I agree that a lot of the problems of planning smart can be greatly diminished with zero population growth. But I don't think we need to have it at zero. I think we can live with a low sustainable rate. Without international immigration we are close to zero anyway, like you pointed out. As a nation we need to curtail the immigration to a very low rate.

But as a state, we have a different problem. Even if Utah has nearly zero pop growth from within (fat chance), people may still want to move here at unsustainable rates. That is the biggest problem, in my opinion. Utah will never have zero inherent growth, but we could probably live with what inherent growth there is if we could slow the immigration rate into Utah to a trickle.
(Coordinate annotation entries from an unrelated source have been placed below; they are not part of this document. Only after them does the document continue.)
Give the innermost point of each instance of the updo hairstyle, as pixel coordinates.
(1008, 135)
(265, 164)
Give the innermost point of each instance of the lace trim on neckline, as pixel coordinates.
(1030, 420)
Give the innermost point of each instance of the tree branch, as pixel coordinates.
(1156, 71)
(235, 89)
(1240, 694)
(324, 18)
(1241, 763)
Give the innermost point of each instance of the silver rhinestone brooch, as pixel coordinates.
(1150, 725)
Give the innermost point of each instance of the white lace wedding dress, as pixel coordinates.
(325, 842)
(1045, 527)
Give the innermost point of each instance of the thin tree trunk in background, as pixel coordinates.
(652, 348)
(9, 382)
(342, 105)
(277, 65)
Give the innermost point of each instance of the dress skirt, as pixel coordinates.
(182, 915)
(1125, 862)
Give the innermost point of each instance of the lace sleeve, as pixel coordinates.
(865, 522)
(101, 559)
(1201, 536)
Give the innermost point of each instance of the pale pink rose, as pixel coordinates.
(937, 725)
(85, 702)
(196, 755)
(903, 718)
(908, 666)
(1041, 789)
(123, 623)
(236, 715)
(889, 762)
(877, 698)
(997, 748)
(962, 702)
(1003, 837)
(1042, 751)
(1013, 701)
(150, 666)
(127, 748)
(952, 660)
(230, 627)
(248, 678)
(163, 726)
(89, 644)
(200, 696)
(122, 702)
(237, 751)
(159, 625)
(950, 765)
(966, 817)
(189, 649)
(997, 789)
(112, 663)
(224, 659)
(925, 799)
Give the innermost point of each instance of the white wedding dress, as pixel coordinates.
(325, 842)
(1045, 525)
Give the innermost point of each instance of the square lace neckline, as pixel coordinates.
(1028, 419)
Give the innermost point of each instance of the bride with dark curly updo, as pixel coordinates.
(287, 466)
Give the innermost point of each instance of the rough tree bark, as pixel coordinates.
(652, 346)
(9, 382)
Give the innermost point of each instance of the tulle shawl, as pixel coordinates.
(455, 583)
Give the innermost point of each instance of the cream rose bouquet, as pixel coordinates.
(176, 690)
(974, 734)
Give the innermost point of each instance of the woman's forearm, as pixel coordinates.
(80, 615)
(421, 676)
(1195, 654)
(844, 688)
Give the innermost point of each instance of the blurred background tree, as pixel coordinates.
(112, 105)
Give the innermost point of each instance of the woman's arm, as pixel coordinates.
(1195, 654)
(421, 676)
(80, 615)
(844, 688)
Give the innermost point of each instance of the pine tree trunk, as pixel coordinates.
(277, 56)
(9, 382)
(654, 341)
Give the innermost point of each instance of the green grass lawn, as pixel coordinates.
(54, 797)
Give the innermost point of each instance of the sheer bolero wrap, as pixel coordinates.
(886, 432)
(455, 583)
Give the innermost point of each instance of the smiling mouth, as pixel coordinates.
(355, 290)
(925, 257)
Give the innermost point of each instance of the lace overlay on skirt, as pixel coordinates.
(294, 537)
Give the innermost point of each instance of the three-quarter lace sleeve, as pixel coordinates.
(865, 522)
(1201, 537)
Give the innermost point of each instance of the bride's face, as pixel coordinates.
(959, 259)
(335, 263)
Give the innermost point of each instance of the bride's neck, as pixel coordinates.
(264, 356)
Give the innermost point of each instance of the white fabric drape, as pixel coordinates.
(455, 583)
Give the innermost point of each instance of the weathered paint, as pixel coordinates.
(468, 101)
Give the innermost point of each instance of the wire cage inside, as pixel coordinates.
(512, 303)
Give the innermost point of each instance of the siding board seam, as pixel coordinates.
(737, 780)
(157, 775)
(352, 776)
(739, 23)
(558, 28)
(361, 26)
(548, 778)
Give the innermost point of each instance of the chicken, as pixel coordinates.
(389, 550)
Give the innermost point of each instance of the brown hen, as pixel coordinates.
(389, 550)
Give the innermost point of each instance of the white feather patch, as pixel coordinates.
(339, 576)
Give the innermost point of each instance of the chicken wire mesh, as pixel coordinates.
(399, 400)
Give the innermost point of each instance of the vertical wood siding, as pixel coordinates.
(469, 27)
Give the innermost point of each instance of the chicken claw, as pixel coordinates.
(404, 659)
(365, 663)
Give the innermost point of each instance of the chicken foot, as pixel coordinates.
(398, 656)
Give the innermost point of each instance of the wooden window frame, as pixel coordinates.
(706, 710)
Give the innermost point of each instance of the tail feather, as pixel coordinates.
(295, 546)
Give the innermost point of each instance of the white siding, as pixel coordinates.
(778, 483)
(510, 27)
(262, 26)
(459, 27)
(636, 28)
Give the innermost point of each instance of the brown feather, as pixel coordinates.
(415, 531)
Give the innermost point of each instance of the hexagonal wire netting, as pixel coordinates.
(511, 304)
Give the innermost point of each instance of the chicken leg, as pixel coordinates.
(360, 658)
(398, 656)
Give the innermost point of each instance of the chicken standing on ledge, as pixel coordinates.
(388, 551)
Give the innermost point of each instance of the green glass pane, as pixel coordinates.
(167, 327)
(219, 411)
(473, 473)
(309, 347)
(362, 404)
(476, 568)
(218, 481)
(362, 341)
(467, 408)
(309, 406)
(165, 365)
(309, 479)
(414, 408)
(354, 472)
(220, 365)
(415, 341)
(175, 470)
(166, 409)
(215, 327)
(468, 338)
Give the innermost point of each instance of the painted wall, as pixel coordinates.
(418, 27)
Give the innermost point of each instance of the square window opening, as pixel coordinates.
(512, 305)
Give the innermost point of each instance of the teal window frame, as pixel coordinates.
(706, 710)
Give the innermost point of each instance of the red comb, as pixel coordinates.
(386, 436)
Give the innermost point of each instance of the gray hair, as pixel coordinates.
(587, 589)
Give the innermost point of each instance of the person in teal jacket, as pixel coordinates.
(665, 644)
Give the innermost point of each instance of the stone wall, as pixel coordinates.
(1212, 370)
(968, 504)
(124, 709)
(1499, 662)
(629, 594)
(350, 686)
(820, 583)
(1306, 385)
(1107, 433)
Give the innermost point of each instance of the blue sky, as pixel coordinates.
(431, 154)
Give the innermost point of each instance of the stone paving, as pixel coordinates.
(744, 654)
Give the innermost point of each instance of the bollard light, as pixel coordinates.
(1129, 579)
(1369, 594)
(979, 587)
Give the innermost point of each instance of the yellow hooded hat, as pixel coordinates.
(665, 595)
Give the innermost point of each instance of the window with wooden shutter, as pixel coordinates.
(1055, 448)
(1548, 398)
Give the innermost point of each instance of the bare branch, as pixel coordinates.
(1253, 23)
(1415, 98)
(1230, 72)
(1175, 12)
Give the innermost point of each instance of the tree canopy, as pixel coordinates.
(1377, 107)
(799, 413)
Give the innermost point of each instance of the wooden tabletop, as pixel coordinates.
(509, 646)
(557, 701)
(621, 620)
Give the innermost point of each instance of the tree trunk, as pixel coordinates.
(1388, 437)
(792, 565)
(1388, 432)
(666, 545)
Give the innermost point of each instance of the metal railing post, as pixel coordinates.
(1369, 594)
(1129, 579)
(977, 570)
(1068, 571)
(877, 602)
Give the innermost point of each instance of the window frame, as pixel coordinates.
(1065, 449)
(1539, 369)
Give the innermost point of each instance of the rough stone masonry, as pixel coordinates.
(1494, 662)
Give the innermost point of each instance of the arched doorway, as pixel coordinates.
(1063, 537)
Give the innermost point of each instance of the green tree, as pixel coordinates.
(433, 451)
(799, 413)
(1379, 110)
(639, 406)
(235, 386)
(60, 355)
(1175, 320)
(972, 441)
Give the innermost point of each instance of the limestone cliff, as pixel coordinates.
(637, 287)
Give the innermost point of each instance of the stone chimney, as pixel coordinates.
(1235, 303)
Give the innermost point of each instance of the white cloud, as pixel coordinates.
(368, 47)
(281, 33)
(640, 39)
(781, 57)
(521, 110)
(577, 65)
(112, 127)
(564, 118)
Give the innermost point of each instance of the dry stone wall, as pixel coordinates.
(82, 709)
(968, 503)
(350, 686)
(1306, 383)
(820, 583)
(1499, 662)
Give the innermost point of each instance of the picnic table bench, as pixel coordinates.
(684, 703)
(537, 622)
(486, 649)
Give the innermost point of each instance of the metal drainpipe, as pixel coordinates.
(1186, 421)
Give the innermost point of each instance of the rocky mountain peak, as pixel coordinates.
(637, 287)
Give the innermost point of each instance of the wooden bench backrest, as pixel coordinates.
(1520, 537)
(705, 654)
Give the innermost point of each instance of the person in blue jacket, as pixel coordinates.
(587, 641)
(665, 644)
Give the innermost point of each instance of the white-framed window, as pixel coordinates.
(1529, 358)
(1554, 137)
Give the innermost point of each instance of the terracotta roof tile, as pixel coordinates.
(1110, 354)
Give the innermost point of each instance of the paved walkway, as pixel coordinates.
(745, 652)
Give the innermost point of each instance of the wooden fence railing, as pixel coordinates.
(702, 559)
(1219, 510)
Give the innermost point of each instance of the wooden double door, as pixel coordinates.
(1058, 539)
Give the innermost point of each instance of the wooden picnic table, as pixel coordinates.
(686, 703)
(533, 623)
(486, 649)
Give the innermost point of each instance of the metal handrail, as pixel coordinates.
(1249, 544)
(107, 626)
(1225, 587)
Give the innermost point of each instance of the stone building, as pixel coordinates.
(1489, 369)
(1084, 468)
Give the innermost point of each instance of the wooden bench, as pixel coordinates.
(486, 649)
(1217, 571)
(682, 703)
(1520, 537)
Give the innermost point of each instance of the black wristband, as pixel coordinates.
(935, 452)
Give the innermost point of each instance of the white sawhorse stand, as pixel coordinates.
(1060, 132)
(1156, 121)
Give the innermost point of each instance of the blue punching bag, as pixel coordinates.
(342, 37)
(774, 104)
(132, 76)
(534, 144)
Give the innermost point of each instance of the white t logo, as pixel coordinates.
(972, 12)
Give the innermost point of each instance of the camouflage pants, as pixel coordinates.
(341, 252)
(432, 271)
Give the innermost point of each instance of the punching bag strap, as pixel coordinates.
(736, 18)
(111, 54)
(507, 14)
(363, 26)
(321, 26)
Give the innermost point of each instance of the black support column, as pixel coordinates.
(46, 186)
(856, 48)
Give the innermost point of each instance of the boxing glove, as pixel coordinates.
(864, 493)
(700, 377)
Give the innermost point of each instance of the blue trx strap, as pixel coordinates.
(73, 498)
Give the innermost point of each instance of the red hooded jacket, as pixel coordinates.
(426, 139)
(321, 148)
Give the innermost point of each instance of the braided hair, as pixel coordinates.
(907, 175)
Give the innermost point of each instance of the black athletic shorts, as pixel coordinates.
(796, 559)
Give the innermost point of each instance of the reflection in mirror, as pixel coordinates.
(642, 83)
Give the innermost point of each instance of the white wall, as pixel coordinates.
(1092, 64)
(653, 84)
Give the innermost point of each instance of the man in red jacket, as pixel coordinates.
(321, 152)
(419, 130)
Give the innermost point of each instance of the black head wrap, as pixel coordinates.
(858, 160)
Utah is a desirebale location these days. Whereas rural areas in the northeast have been nearly abandoned (upstate NY, VT, and NH), people want to come here. It's the immigration to urban and suburban areas that has fueled the problem. And some regions, like ours, are seeing a rush of move ins. We have plenty of land in our state and nation, but economics demands we live closer. I hate cities, but my training demands I live in at least a little one, Logan, UT. Unless you know of many rural molecular biology/biochemistry openings?

What I wish we could do is to keep so many people from coming here. But I don't think the Constitution allows us any ways to do that. Perhaps there are things we can do to greatly discorouge it though?

Now I know this will sound crazy, but what about inventing new communities? Instead of adding yet another biotech company to SLC, what if we tried to make a small city (50,000) in a rural area, where other companies can operate? Especially here in the west there is plenty of land (though not water). What about a state buying and designating a swath of land, like in northern Nevada. They build the infrastructure, and encourage a broad spectrum of companies there. If done on its own it would take generations, but if it was state backed and funded, perhaps you could create new hubs for people to live. It would decrease the number of people who would otherwise be in another city, like SLC. Just an undeveloped thought of mine.